Now, not even two weeks later, the British luxury house, Burberry, is receiving major backlash after the Autumn/Winter 2019 collection premiered at the London Fashion Week. The collection, according to Riccardo Tisci, the chief creative officer for Burberry, was marine/nautical inspired. Similar to Gucci and Prada, poor decisions were made again. A hoodie that was seen on the runway had strings tied in the shape of a “nautical knot”. However, many people portrayed this as a noose, comparing the tie to lynching and even suicide. Liz Kennedy, a model in the Burberry Fashion Show, posted a photo of the hoodie on Instagram, with a lengthy message directed at Burberry and Tisci. “Suicide is not fashion” and “Let’s not forget about the horrifying history of lynching either” were some of Kennedy’s comments towards Burberry. She said that she asked before the show to speak to someone about the design and was told to “write a letter”. She also claimed that the staff was joking about the design before the show, hanging the noose from a ceiling. Burberry quickly released a statement saying that they were “deeply sorry for the distress” and that the hoodie was removed from the collection immediately. The collection, Tempest, is Tisci’s second collection for Burberry. The collection was a mix of classic, tailored pieces inspired by street-wear looks aimed at younger consumers. The description of the Tempest line, found on the Burberry website, says that the designs found “inspiration from the British culture and weather”, discussing nothing of the “marine/nautical” theme.
These luxury lines are not the first to receive backlash from the insensitivity of their designs either. In 2014, Zara had to pull two products from their stores; the first was a purse that was perceived to have four swastikas in the design and the second was a child’s pajama shirt that was striped with a yellow “sheriff’s” star on the breast, associated by many customers as resembling a prisoner of a concentration camp’s clothing. Earlier this year, H&M also received backlash after an ad in the U.K. with an African American child wearing a hoodie with the phrase “coolest monkey in the jungle” across the front. Artist like G-Eazy and The Weeknd severed partnership ties with the company and LeBron James condemned the ad as racist. H&M quickly took down the image from all online sources and the product was pulled from sales in the United States.

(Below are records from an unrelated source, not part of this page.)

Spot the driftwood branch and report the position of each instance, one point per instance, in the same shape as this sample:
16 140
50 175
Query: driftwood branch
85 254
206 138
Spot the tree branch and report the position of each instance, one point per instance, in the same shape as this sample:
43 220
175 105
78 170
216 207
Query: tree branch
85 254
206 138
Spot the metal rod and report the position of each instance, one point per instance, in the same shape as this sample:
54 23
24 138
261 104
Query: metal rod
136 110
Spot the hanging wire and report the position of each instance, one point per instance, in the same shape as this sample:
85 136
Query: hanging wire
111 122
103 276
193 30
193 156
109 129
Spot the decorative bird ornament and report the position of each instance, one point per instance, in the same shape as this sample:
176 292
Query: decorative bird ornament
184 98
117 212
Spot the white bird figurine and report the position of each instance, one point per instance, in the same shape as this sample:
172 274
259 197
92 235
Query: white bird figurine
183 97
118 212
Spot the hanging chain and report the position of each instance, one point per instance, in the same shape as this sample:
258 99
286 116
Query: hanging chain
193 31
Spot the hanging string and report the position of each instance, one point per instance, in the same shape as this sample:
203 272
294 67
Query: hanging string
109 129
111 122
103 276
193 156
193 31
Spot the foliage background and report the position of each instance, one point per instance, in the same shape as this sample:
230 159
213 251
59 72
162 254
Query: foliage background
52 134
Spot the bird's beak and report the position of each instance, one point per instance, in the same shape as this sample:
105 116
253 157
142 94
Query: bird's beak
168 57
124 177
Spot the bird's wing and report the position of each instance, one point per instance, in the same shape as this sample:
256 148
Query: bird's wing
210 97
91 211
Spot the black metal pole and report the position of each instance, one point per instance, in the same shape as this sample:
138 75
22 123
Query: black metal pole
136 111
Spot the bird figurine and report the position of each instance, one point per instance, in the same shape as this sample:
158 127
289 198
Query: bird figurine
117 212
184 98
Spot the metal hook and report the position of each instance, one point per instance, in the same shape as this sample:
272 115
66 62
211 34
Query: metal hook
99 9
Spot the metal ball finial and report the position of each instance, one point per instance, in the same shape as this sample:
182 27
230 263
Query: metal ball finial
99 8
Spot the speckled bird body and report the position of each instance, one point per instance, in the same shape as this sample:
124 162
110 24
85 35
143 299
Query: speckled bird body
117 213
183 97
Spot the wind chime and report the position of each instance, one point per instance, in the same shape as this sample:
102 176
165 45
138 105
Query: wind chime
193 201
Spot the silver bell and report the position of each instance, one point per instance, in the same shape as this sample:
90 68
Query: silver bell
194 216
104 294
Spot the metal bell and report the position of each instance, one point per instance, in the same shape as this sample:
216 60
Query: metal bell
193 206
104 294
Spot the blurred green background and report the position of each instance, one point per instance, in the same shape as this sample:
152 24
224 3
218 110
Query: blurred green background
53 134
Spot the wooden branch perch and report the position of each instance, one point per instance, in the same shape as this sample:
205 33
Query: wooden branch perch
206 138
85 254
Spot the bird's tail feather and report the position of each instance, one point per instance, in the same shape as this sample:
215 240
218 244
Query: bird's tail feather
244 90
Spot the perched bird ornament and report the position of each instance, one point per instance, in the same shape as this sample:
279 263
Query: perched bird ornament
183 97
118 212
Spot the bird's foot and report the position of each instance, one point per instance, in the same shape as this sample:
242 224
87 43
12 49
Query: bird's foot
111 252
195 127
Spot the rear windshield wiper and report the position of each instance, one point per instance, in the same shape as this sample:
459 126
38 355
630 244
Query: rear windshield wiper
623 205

As these issues continue to arise, one can only wonder how such mistakes make it to the runaway or billboards across the world. Fashion is used as a voice and to make a change but after as much as this world has been through, one would only hope that the fashion industry, as a whole, would step up and make sure that these insensitive and controversial mishaps do not continue to become a trend on the latest news.